Training Neural Networks by Optimizing Neuron Positions
This addresses efficiency challenges for deployment on edge devices or real-time systems, offering a biologically inspired approach with potential for visualization, though it appears incremental as it builds on existing neural network paradigms.
The paper tackles the problem of high computational complexity and parameter counts in deep neural networks for resource-constrained environments by proposing a parameter-efficient architecture where neurons are embedded in Euclidean space, with synaptic weights determined by spatial distance, achieving competitive performance on MNIST and maintaining performance at over 80% sparsity.
The high computational complexity and increasing parameter counts of deep neural networks pose significant challenges for deployment in resource-constrained environments, such as edge devices or real-time systems. To address this, we propose a parameter-efficient neural architecture where neurons are embedded in Euclidean space. During training, their positions are optimized and synaptic weights are determined as the inverse of the spatial distance between connected neurons.

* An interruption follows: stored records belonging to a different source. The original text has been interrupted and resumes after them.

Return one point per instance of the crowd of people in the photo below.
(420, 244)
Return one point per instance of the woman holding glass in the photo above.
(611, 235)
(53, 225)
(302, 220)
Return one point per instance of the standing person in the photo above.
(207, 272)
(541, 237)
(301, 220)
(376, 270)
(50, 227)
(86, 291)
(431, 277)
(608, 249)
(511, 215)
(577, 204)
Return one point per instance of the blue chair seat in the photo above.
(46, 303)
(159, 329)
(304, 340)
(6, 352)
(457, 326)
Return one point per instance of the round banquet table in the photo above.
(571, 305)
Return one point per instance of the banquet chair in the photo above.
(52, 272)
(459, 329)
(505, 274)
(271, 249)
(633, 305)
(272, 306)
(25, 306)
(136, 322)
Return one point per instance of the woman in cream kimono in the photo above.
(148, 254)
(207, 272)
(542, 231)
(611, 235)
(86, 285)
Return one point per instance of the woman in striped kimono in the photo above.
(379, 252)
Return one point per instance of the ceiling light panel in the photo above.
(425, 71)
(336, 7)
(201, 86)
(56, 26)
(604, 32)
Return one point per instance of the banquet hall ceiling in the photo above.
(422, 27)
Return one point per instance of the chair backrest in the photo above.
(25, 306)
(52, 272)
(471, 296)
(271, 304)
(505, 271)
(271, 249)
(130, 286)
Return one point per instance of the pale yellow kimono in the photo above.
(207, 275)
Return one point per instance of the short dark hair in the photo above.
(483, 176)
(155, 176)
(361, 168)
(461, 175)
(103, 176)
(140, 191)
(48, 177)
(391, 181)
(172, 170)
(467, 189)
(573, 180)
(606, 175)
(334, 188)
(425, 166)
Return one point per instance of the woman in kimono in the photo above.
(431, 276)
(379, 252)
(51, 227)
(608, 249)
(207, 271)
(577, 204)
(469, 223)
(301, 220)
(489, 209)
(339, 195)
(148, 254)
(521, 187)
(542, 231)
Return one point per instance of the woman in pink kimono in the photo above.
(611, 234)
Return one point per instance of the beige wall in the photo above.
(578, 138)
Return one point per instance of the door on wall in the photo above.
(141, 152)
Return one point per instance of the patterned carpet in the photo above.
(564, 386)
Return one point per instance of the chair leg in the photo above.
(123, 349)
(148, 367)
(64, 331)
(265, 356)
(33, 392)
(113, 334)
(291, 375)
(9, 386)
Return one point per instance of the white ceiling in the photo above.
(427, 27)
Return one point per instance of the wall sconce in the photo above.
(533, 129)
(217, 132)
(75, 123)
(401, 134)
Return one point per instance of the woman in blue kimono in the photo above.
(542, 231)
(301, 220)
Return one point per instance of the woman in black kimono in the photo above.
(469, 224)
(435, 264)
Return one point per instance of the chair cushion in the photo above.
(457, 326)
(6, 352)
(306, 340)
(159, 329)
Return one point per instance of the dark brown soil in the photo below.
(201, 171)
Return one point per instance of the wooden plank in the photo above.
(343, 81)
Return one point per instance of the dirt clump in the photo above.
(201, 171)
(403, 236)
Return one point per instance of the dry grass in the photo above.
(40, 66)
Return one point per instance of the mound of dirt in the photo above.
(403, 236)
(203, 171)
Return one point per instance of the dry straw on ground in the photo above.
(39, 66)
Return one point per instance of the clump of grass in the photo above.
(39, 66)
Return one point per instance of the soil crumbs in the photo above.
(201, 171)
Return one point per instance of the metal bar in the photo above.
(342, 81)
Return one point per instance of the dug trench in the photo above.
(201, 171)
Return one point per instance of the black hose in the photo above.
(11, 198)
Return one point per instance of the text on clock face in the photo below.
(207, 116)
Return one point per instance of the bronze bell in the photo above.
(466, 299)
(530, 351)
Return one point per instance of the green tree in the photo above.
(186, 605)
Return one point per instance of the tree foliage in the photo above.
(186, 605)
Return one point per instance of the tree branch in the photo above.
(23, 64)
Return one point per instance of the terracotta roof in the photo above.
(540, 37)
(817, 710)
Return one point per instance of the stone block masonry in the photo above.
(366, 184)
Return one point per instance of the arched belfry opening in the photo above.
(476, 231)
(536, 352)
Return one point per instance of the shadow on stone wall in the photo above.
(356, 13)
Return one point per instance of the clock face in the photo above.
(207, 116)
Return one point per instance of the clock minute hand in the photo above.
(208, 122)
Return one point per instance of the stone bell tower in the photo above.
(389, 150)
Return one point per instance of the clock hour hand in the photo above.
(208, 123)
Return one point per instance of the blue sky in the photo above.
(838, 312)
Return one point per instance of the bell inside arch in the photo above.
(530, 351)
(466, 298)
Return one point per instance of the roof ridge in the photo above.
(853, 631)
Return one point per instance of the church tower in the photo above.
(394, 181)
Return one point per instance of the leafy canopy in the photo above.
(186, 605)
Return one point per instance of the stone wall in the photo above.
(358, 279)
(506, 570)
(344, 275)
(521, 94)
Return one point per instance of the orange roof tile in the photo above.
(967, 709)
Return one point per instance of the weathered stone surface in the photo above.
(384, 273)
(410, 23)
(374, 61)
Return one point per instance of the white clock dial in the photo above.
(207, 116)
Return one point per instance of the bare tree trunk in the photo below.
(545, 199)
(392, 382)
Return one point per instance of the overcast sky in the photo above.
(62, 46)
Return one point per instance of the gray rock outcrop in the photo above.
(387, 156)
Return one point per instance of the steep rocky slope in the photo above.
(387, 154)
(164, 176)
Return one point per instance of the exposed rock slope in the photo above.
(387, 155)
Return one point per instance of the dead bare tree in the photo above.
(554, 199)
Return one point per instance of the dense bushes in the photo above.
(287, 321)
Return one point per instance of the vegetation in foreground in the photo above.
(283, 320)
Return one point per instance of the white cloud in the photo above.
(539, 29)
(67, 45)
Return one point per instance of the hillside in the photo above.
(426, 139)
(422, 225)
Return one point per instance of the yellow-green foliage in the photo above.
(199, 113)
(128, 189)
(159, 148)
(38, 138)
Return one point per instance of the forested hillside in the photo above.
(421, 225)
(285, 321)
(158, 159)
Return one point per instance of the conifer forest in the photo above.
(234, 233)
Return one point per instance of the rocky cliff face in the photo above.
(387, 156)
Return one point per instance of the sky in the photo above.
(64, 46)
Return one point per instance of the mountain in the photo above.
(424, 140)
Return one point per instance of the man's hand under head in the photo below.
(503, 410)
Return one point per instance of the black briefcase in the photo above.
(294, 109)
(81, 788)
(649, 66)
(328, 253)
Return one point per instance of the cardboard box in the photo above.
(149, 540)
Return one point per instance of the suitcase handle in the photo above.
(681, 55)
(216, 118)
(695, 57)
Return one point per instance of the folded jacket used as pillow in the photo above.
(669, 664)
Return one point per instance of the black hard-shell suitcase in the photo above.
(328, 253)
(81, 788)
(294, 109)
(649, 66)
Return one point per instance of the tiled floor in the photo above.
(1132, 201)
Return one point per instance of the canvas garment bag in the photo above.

These distance-dependent wiring rules replace traditional learnable weight matrices and significantly reduce the number of parameters while introducing a biologically inspired inductive bias: connection strength decreases with spatial distance, reflecting the brain's embedding in three-dimensional space where connections tend to minimize wiring length. We validate this approach for both multi-layer perceptrons and spiking neural networks. Through a series of experiments, we demonstrate that these spatially embedded neural networks achieve a performance competitive with conventional architectures on the MNIST dataset. Additionally, the models maintain performance even at pruning rates exceeding 80% sparsity, outperforming traditional networks with the same number of parameters under similar conditions. Finally, the spatial embedding framework offers an intuitive visualization of the network structure.